Because this product is made from human plasma, it may carry a risk of transmitting infectious agents, e.g., viruses, the variant Creutzfeldt-Jakob disease (vCJD) agent and, theoretically, the Creutzfeldt-Jakob disease (CJD) agent (5.7)

Dr. Jain noted that the PI has been reviewed by the Office Director, Dr. Jay Epstein. He requested revisions to the adverse reactions (AR) table in section 6.1 of the PI. Specifically, Dr. Epstein noted that the table is misleading because the EVARREST group includes both the randomized and non- randomized, uncontrolled subjects who received EVARREST as part of an extended safety evaluation of EVARREST in the 400-07-002 study. The table will be more accurate if it specifically compares the subjects who were part of the controlled portion of the study. Therefore, the denominator for EVARREST in this table should reflect the controlled portion of the study.


Dr. Jain also stated that the Warnings and Precautions section (section 5.4) of the PI would need to be revised to address FDA’s concerns about the ----b(4)------------------------------------------------------------------------------- ------------------------------------------------------------------------------------------------- FDA asked Ethicon to propose language regarding use of ORC in gynecologic surgery where hemostasis is not optimal, and thus predisposing to adhesion formation, to be included in section 5.4.


Adverse Reactions

FDA requested that Ethicon re-calculate the AR’s in the table based on the controlled portion of the study and also report the overall safety population of subjects who received EVARREST (N=229), as it appears in the current table.

An option would be to include one table with 3 columns:
1) EVARREST (controlled study), 2) EVARREST overall and 3) Control.


Additional ARs may be added if they meet the following criteria: rate of ≥ 1% and greater incidence in the EVARREST arm compared to the control arm. The ARs should also be clinically relevant for EVARREST’s surgical indication and known mechanism of action. The table could be followed by a footnote stating that five of the six pulmonary embolic reported for EVARREST occurred in the open label uncontrolled section of the soft tissue bleeding study.


The following sentence was deleted from the immunogenicity section (section 6 Adverse Reactions):


The results demonstrated that the proportion of subjects having an immune response to human thrombin was within the expected range, i.e. within the 95% confidence interval, of the normal healthy population that had not been treated with thrombin products.
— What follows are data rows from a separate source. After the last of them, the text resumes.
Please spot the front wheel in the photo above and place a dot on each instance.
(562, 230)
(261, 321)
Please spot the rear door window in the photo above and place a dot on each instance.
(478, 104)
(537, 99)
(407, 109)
17 Patient Counseling Information


“Runny nose” was deleted from the described symptoms for parvovirus B19 infection, since this symptom occurs by way of a respiratory route. Parvovirus infection resulting from EVARREST would occur by means of systemic exposure.


Dr. Jain committed to send Ethicon a PI with track change revisions later this evening. A telecon will be set up for tomorrow, November 27, 2012 at 12:30 PM EST to continue working toward agreement on the final version of the PI.